Recension de Bande de colons
Les lecteur·trice·s d’Alain Deneault connaissent bien sa critique véhémente des rouages du capitalisme, un système qu’il dit au service d’une oligarchie formée de multinationales tentaculaires et de gens fortunés.
Avec son essai Bande de colons: une mauvaise conscience de classe, le professeur de philosophie et de sociologie de l’Université de Moncton poursuit sa réflexion en présentant la colonisation et la création du «Dominion du Canada» comme une vaste entreprise commerciale. Il s’intéresse particulièrement à la figure du colon, qu’il présente comme «les petites mains de l’exploitation coloniale» (p. 13). En s’inspirant des réflexions de l’écrivain Albert Memmi, Deneault distingue toutefois le colonisateur, maitre d’oeuvre de l’entreprise coloniale, du colon, plus ou moins conscient d’être à son service, souvent exploité, mais parfois aussi profiteur d’un système appelé à spolier et à déposséder «l’Amérindien», seul prétendant à la triste figure du colonisé.
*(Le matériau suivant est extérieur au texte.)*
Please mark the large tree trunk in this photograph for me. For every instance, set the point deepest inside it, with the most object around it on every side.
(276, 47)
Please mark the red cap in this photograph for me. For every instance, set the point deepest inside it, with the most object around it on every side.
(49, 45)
Ce portrait démythifié du colon convainc par une argumentation étoffée et une documentation rigoureuse. On espère que ce portrait nourrira la discussion avec les historien·ne·s cité·e·s de même qu’avec les tenant·e·s d’un souverainisme confinant le colon français au rôle de colonisé. La suite de l’essai demeure pertinente, mais ne déploie pas toujours la même force de persuasion. Si le chapitre «L’Irvingnie, une colonie dans la colonie» expose avec éloquence l’influence politique, médiatique et sociale d’Irving dans l’est du Canada, on peine à trouver une telle finesse dans les analyses de L’Île mystérieuse de Jules Verne, du Musée canadien pour les droits de la personne ou de «Hockey Night in Canada». Deneault montre toutefois efficacement la persistance de l’esprit colonial dans les valeurs, les moeurs et les institutions actuelles qui en vient même à influencer l’organisation du travail et l’aménagement du territoire. Ainsi, la croissance des inégalités sociales, la surexploitation des ressources naturelles, voire, le réchauffement climatique, profitent de cette mentalité du colon, inconscient d’être l’outil d’une caste dominante qui veut préserver sa liberté de commercer et de produire.
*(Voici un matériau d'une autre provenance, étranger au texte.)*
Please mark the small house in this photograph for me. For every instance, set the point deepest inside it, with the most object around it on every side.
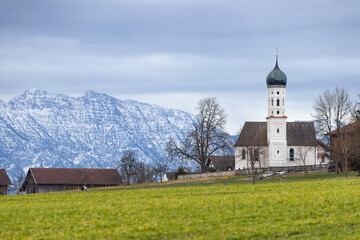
(41, 180)
(4, 182)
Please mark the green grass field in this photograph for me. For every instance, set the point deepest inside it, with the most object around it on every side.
(301, 208)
Pour Deneault, «le colon, qu’il soit ingénieur minier, fonctionnaire à un service d’immigration, agent des relations publiques d’une grande entreprise ou débardeur dans un grand port, amorce son travail d’émancipation lorsqu’il se demande!: qu’est-ce que je fais là!?» (p. 196). L’auteur en appelle donc à une nouvelle conscience de classe, collective, pour bien mesurer notre responsabilité dans les maux de notre époque et mettre fin à notre aveuglement volontaire de colons «vivant comme un privilège le confort formaté dont [nous jouissons] à crédit» (p. 200).
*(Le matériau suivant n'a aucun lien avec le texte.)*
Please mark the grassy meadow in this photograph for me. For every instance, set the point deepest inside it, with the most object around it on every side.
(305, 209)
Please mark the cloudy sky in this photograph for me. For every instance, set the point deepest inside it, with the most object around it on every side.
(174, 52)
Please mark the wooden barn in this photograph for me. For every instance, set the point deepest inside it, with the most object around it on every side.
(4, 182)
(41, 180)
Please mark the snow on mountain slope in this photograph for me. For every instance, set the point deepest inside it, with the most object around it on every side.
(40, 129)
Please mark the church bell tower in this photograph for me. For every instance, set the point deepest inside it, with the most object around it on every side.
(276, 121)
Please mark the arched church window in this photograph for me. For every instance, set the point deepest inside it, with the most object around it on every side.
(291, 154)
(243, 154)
En conclusion de son essai, l’auteur voit le salut de tous dans «des aires politiques régionales tablant sur la production locale» (p. 206). Comme inspiration, il cite l’exemple documenté par l’historien Richard White, ce Middle Ground où peuples des Premières Nations et colons d’origines multiples cohabitaient en réinventant les structures sociales. Une idée noble et mobilisatrice pour clore un ouvrage somme toute captivant.
Christian Tremblay, À babord, no 89, septembre 2021.